それならば、マンガでの解説を加えた分かりやすい書籍を出版することで、一般の人にも広くCM分離発注という建設生産方式を知って頂きたいと考えて本書を執筆することにしました。加えてプロの建築士の方々にも手に取って頂けるように本書の後半部分は、CM方式に興味のある建築士向けの内容も盛り込んでいます。
――CM分離発注方式は世界では広がっているにも関わらず、なぜ日本では広まっていないのでしょうか。
本間:既得権益を守りたい業界団体の存在が大きいと私は感じています。
2001年に私がCM分離発注方式を始めた頃、県の土木部から会議に呼ばれ、行ってみると地元の建築関連団体の会長さんたちがズラリと並んでいて、ヒアリングを受けました。私は正直に返答をしましたが、彼らの反応は否定的なものでした。こうしたものが、CM方式定着の妨げになっていると考えています。ただ、もちろん、他の理由をあげる方もいるでしょう。
現在は国土交通省のホームページを見るとCM方式を普及させたいという意向が表明されているので、これからは普及していくと思います。
――「CM分離発注方式」とはこれまでの主流の方式とどのような部分が違うのか、どのような部分がメリット・デメリットなのか教えてください。
本間:これまで主流だった方式では、建て主さんはハウスメーカーや建設会社などの総合建設業者1社に工事の全てを一括発注するケースが多かったと思います。すると、総合建設業者は、基礎工事は基礎屋へ、衛生設備工事は設備業者へ、建具工事は建具屋へ...という具合に、およそ20工種程度の専門工事業者へ下請けに発注しています。 一括発注における建て主さんのメリットは、責任の所在が分かりやすいことです。一方で建て主さんのデメリットは、工事見積書にブラックボックスが存在することです。
「CM分離発注方式」では、建て主さんは20工種程度の専門工事業者とバラバラに契約します。基礎工事は、基礎屋と契約、衛生設備工事は設備業者と契約、建具工事は建具屋と...という具合に、工種ごとに分離発注するんですね。だから、「CM分離発注方式」における建て主さんのメリットは工事費の価格構成の透明性が向上することなんです。

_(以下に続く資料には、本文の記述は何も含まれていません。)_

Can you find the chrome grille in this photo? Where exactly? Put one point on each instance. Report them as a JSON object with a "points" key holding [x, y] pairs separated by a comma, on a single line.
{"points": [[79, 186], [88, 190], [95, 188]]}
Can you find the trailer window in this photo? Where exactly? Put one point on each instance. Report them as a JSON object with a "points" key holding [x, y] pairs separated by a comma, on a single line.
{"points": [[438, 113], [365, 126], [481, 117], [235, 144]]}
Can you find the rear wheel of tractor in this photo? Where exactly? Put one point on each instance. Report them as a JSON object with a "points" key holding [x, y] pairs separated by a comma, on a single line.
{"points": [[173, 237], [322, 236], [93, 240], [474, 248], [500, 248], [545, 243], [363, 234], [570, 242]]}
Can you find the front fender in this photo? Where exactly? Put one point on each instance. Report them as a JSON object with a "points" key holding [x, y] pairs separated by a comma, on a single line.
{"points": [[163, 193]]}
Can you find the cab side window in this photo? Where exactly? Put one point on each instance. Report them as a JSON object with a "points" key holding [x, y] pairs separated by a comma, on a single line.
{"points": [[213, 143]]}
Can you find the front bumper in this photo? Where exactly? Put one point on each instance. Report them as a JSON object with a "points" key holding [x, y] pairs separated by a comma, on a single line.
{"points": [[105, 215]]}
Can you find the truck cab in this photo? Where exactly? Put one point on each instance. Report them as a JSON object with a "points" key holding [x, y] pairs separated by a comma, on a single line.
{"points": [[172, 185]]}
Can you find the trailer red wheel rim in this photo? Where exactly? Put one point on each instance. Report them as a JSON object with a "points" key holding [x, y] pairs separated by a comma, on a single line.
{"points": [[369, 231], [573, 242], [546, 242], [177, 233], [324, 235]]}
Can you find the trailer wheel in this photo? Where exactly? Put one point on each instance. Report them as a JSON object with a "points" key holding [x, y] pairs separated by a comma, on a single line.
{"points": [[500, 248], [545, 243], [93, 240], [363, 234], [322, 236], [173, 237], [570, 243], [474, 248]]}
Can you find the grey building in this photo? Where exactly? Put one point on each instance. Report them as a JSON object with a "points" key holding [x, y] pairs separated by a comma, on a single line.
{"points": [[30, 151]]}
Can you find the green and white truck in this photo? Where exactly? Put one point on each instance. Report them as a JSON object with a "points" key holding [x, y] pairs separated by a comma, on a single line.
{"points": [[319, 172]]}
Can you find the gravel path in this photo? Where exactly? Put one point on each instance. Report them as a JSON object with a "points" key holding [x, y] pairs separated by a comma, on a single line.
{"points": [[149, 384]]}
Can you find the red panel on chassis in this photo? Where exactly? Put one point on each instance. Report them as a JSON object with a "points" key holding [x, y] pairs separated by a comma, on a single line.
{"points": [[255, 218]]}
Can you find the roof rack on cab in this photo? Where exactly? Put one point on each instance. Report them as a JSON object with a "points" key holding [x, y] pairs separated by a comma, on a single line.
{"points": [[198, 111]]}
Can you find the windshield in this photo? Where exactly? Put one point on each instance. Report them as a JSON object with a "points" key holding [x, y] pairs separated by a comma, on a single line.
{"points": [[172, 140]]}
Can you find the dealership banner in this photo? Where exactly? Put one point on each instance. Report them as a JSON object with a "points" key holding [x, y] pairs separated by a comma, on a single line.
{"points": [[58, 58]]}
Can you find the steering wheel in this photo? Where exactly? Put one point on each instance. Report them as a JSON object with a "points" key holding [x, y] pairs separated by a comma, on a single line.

一方のデメリットは、専門知識や経験といったものが建て主さんに必要であること。また、責任の所在が分かりにくいことです。ただ、実務上、デメリットの部分は我々建築家が建て主さんを支援することで、多くの部分をカバーしています。
――「工事費の価格構成の透明性が向上する」というところでは、この本の漫画でも建て主の山田さんがタイル張りのお風呂や薪ストーブなど、いろいろなオプションをつけようとして、その価格に驚いてしまうシーンがありました。そこの本当の内訳が分からないと。
本間:そうですね。総合建設業者やハウスメーカーは含み益を乗せて見積もりを出すので、「本当はいくらなの?」ということが分かりません。例えば薪ストーブが50万円とあったとしても、本当に50万円か、という話なんです。
――なぜこれまで価格構成が見えないようになっていたのか、見える化することで建て主にどんなメリットがあるのか教えてください。
本間:総合建設会社は、建て主さんに提示する工事見積書の他に、実行予算書という2種類の見積書が存在します。実行予算書には、総合建設会社が下請けの専門工事業者等に発注する費用が明示されており、通常は社外秘です。
例えば、総合建設会社は、アルミサッシを建材店から仮に90万円で調達するとき、実行予算書には90万円と記されますが、建て主さんに提出する見積書には140万円などと書かれたりします。この差額50万円は、総合建設会社の利益になるわけです。
これは含み益で、決して違法ではありませんが、設備や内装など全ての項目に及ぶと膨大な金額になったりします。これらをブラックボックスと呼んでいるのです。
CM分離発注方式では、建材店や専門工事業者と直接契約するので、見積書も含み益が入り込み難く、しかも中抜き状態になります。つまり価格構成が「見える化」され結果的にコストダウンに繋がりやすくなるのです。
建て主さんは、何にいくらかかっているのかが具体的に分かりますので、仕様の決定も格段に行いやすくなります。これが建て主さんの具体的なメリットです。
――本間さんは2001年よりCM分離発注方式に取り組んでこられたとのことですが、この20年間の手ごたえについてはどのように感じていますか?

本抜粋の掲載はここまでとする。